Übernachtungsschutz setzt neue Maßstäbe

Übernachtungsschutz setzt neue Maßstäbe

Wenn man an eine Unterkunft für Obdachlose denkt, hat man vielleicht nicht die Vorstellung von einem architektonisch anspruchsvollen und ästhetischen Gebäude vor Augen, doch genau dieses Bild bietet der neue Übernachtungsschutz in Schwabing-Freimann, der von den Architekt*innen von Hild und K in Zusammenarbeit mit dem Baureferat in fünf Jahren geplant und ausgeführt wurde. 

Eingebettet in ein Umfeld, das von Industrie geprägt ist, sticht dieser Neubau nicht nur durch seine gelungene Gestaltung hervor, sondern setzt auch ein deutliches Zeichen für einen Übernachtungsschutz, der sowohl architektonisch als auch in der Vielfalt der Beratungsangebote für obdachlose Männer, Frauen und Kinder neue Maßstäbe setzt. Vorher in Gebäuden der ehemaligen Bayernkaserne untergebracht, können die Klient*innen (so werden die Schutzsuchenden formal vom Sozialreferat benannt) nun in einem modernen und funktionalen Gebäude Zuflucht finden. Mit einer Bruttogrundfläche von 13.000 m² bietet es Platz für 730 Personen.

Das architektonische Konzept des Neubaus orientiert sich an dem historischen Ledigenheim von Theodor Fischer.
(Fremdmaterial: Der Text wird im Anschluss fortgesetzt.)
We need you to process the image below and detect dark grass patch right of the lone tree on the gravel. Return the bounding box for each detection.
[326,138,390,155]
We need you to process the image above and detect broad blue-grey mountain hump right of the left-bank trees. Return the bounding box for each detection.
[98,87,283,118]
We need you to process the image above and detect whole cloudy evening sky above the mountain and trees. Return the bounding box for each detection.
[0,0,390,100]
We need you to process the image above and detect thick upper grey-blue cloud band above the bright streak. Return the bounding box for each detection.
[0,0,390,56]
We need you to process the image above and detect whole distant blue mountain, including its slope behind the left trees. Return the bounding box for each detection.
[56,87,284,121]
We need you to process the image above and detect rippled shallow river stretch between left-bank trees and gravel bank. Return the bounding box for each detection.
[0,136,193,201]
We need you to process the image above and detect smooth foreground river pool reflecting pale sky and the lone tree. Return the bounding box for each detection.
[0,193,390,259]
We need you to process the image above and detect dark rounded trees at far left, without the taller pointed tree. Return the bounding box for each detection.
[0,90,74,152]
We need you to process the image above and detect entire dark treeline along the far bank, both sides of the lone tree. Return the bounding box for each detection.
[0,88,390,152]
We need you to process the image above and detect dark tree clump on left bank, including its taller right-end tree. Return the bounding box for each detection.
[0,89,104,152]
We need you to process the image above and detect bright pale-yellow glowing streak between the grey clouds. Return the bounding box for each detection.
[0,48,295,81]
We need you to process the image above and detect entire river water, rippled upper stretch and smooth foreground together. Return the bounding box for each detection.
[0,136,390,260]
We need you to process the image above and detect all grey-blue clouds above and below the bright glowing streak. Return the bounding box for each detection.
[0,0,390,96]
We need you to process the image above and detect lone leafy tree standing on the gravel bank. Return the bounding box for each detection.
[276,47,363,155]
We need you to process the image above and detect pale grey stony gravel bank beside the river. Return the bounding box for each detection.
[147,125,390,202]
Die kammartige Struktur der Gebäude ermöglicht durch versetzte Baukörper und ineinandergreifende Eckbereiche die Schaffung geschützter Innenhöfe, die als ruhige Rückzugsorte dienen. Diese geschützten Bereiche sind in der von Parkplätzen, Großmärkten und Lagerhallen geprägten Umgebung besonders wertvoll.

Der Neubau wurde in Holz-Hybrid-Systembauweise errichtet, eine Kombination aus robustem Stahlbetonskelett und vorgefertigten Holzrahmenelementen, die nur in drei Monaten eingebaut wurden. Die ziegelrote Holzfassade, die nicht nur einen optischen Akzent setzt, sondern den Klient*innen bereits von außen Wärme entgegenbringt, ruht auf einem massiven Sockel aus Betonfertigteilen im Erdgeschoss, der für Stabilität und Langlebigkeit sorgt. Eine kunstvoll gestaltete Bordüre unterhalb der Attika schützt die Konstruktion vor Witterungseinflüssen und verleiht dem Gebäude eine hohe ästhetische Qualität. Das Architekturbüro Hild und K hat hier ganz im Sinne Gottfried Sempers die „Fassade als Gebäudehülle“ interpretiert.
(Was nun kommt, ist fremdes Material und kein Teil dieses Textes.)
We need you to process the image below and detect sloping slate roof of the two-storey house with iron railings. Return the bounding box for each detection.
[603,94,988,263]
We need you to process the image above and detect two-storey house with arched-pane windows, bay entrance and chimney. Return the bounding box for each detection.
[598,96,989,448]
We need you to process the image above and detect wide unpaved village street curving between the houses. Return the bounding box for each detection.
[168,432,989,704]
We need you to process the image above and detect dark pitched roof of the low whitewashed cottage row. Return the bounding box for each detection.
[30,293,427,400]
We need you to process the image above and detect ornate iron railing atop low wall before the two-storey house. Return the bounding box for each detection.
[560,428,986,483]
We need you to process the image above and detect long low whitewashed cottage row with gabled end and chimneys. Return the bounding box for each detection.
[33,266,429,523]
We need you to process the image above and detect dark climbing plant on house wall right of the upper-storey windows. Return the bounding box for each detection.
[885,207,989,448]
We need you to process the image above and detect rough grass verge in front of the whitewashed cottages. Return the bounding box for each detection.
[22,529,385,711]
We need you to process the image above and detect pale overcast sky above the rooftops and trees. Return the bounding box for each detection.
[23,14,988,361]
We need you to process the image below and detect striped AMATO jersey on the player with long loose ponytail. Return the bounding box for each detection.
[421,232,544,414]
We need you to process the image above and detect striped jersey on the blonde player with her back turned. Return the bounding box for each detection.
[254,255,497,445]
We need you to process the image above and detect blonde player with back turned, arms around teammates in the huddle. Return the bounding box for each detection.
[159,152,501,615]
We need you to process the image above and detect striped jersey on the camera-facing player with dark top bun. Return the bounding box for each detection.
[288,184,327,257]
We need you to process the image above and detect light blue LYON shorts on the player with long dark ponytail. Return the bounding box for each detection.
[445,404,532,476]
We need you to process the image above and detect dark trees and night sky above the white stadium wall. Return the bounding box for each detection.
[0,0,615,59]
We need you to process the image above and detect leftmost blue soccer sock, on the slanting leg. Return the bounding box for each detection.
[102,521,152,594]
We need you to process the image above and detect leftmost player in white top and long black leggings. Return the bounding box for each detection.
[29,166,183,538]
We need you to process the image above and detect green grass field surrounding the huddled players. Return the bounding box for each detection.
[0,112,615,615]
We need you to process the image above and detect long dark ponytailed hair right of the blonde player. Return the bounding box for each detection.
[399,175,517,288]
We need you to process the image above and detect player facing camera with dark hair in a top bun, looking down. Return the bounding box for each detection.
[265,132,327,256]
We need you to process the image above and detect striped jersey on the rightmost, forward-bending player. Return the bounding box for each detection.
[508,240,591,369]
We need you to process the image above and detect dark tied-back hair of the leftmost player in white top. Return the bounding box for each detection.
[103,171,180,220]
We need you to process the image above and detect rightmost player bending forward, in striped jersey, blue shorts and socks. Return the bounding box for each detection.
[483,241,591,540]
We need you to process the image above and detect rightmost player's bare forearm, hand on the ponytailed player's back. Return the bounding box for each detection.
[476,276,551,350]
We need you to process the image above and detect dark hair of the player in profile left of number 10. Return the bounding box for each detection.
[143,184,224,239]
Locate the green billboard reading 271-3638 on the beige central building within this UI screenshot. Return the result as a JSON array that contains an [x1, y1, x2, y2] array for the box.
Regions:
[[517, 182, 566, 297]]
Nachhaltigkeit spielte bei der Planung und Umsetzung des Bauprojekts eine zentrale Rolle. Die Verwendung von nachwachsenden Rohstoffen in Fassade und Innenausbau sowie das flexible Stahlbetonskelett ermöglichen künftige Anpassungen des Gebäudes und tragen zur langfristigen Nutzbarkeit bei. Ergänzt wird das nachhaltige Konzept durch eine große Photovoltaikanlage und ein Biodiversitätsdach, das – wie die Freianlagen – von Studio Vulkan geplant wurde.